La Page d’Annie Toledano Khachauda. Souvenirs Souvenirs

Souvenirs souvenirs. Ce soir c’est Souccoth. Petit rappel des fêtes chez mes parents.

HAG SAMEAH À TOUS.

Tous mes rituels sont liés à la pratique du fait religieux. Le judaïsme que ma famille pratiquait d’une manière éclairée et surtout joyeuse malgré quelques contraintes. Celles liées au Shabbat obéissaient à un rituel précis, il fallait allumer les bougies à l’heure indiquée sur le calendrier agrafé contre le mur de la cuisine, dresser la table, vérifier que la plaque qui maintenait les repas du vendredi et du samedi au chaud était correctement branchée. Une grande fébrilité agitait toute la maison pendant le dernier quart d’heure.

En dépit de l’éloignement et du déracinement qui s’en est suivi, je découvrais d’autres horizons, je m’ouvrais à d’autres cultures que je découvrais en changeant de continent.

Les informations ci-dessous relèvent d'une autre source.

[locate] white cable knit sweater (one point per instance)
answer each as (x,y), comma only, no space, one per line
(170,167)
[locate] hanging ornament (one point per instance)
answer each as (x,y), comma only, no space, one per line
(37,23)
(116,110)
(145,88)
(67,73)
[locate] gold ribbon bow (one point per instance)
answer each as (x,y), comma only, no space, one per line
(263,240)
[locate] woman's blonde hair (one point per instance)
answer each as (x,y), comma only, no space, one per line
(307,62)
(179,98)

Cependant, peu à peu, j’y suis revenue, cela donne une stabilité et un rythme à mon année. Le Shabbat accompagné de son rituel précis donne un repère aux semaines qui passent et que lient les fêtes.

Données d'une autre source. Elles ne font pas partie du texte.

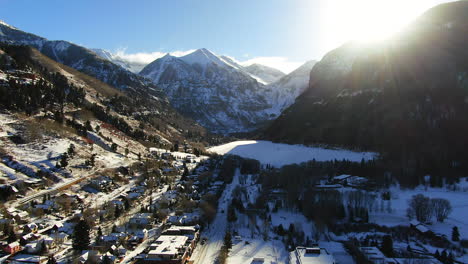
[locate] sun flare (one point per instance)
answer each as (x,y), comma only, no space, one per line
(368,20)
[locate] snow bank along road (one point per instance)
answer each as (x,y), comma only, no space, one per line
(278,155)
(215,232)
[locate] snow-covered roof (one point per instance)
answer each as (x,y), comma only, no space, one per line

Bientôt Hanoukka, j’entends encore ma mère nous dire : « Mes enfants ce shabbat est le plus court de l’année, juste après les jours commencent à rallonger ».

Je sais après l’avoir vérifié qu’elle avait raison et que timidement mais sûrement les beaux jours reviendront.

Toubishbat, la fête des fruits, il fallait en avoir le plus possible et ce n’était pas si facile, les nombreuses variétés que l’on trouve dans nos marchés n’avaient pas encore traversé les frontières.

A l’inverse nous nous régalions de mures sauvages, de baies juteuses assemblées dans des petits paniers tressés, de jujubes à la fois croquants et acidulés, tant de variétés remplacées dans nos tables d’aujourd’hui par les mangues, ananas, litchis et autres fruits exotiques.

Pourim, le sacre d’Esther et de son oncle Mardochée. Le jeûne de Pourim qu’accompagnaient les brioches avec un œuf planté au centre et que maintenaient des croisillons de pâte dorée, les petits pains en forme de poissons, ciseaux et couronnes ciselées, exclusivement exécutés pour cette fête.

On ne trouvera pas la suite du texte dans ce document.